In this blog post, I want to share why I see the future for middleware and big data analytics in open source technologies, why I really like Confluent, what I will focus on in the next months, and why I am so excited about this next step in my career.

Let’s talk shortly about three cutting-edge topics which get important in any industry and small, medium and big enterprises these days:

  • Big Data Analytics: Find insights and patterns in big historical datasets.
  • Real Time Streaming Platforms: Apply insights and patterns to new events in real time (e.g. for fraud detection, cross selling or predictive maintenance).
  • Machine Learning (and its hot subtopic Deep Learning): Leverage algorithms and let machines learn by themselves without programming everything explicitly.

These three topics disrupt every industry these days. Note that Machine Learning is related to the other two topics. Though today, we often see it as independent topic; many data science projects actually use only very small datasets (often less than a Gigabyte of input data). Fortunately, all three topics will be combined more and more to add additional business value.

Some industries are just in the beginning of their journey of disruption and digital transformation (like banks, telcos, insurance companies), others already realized some changes and innovation (e.g. retailers, airlines). In addition to the above topics, some other cutting edge success stories emerge in a few industries, like Internet of Things (IoT) in manufacturing or Blockchain in banking.

With all these business trends on the market, we also see a key technology trend for all these topics: The adoption of open source projects.

Key Technology Trend: Adoption of “Real” Open Source Projects

When I say “open source”, I mean some specific projects. I do not talk about very new, immature projects, but frameworks which are deployed for many years in production successfully, and used by various different developers and organizations. For example, Confluent’s Docker images like the Kafka REST Proxy or Kafka Schema Registry are each downloaded over 100.000 times, already.
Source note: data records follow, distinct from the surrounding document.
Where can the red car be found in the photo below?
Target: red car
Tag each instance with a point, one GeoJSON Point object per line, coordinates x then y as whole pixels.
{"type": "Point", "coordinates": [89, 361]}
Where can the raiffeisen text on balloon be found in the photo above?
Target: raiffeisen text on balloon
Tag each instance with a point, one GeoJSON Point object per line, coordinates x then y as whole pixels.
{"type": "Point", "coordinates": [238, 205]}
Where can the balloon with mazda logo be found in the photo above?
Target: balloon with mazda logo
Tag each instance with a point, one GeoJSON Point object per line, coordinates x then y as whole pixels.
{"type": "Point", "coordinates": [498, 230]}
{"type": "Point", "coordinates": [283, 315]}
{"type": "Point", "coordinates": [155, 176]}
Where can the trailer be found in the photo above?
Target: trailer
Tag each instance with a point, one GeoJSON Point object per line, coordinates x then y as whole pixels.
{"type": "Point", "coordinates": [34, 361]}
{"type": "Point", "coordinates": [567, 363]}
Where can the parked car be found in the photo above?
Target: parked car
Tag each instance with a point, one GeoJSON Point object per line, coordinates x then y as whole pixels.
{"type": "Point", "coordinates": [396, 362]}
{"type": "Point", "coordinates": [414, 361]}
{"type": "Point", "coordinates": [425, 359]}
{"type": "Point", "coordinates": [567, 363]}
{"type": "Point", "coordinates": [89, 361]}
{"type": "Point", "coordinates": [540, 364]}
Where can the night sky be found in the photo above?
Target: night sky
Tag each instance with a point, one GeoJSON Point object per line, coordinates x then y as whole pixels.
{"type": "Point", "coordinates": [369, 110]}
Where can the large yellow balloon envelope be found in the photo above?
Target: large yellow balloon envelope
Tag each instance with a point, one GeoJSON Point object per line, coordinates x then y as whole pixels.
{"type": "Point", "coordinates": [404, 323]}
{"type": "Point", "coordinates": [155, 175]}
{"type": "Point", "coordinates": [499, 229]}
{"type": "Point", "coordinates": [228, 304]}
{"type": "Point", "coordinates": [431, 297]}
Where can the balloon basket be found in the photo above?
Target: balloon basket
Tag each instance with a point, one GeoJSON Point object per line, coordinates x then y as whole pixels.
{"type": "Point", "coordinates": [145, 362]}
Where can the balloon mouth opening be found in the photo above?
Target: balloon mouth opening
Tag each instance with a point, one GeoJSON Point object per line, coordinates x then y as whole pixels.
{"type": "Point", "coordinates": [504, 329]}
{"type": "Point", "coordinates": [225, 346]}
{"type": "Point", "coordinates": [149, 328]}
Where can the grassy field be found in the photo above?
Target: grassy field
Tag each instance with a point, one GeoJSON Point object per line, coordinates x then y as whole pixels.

A “real”, successful middleware or analytics open source project has the following characteristics:

  • Openness: Available for free and really open under a permissive license, i.e. you can use it in production and scale it out without any need to purchase a license or subscription (of course, there can be commercial, proprietary add-ons – but they need to be on top of the project, and not change the license for the used open source project under the hood)
  • Maturity: Used in business-relevant or even mission critical environments for at least one year, typically much longer
  • Adoption: Various vendors and enterprises support a project, either by contributing (source code, documentation, add-ons, tools, commercial support) or realizing projects
  • Flexibility: Deployment on any infrastructure, including on premise, public cloud, hybrid. Support for various application environments (Windows, Linux, Virtual Machine, Docker, Serverless, etc.), APIs for several programming languages (Java, .Net, Go, etc.)
  • Integration: Independent and loosely coupled, but also highly integrated (via connectors, plugins, etc.) to other relevant open source and commercial components

After defining key characteristics for successful open source projects, let’s take a look some frameworks with huge momentum.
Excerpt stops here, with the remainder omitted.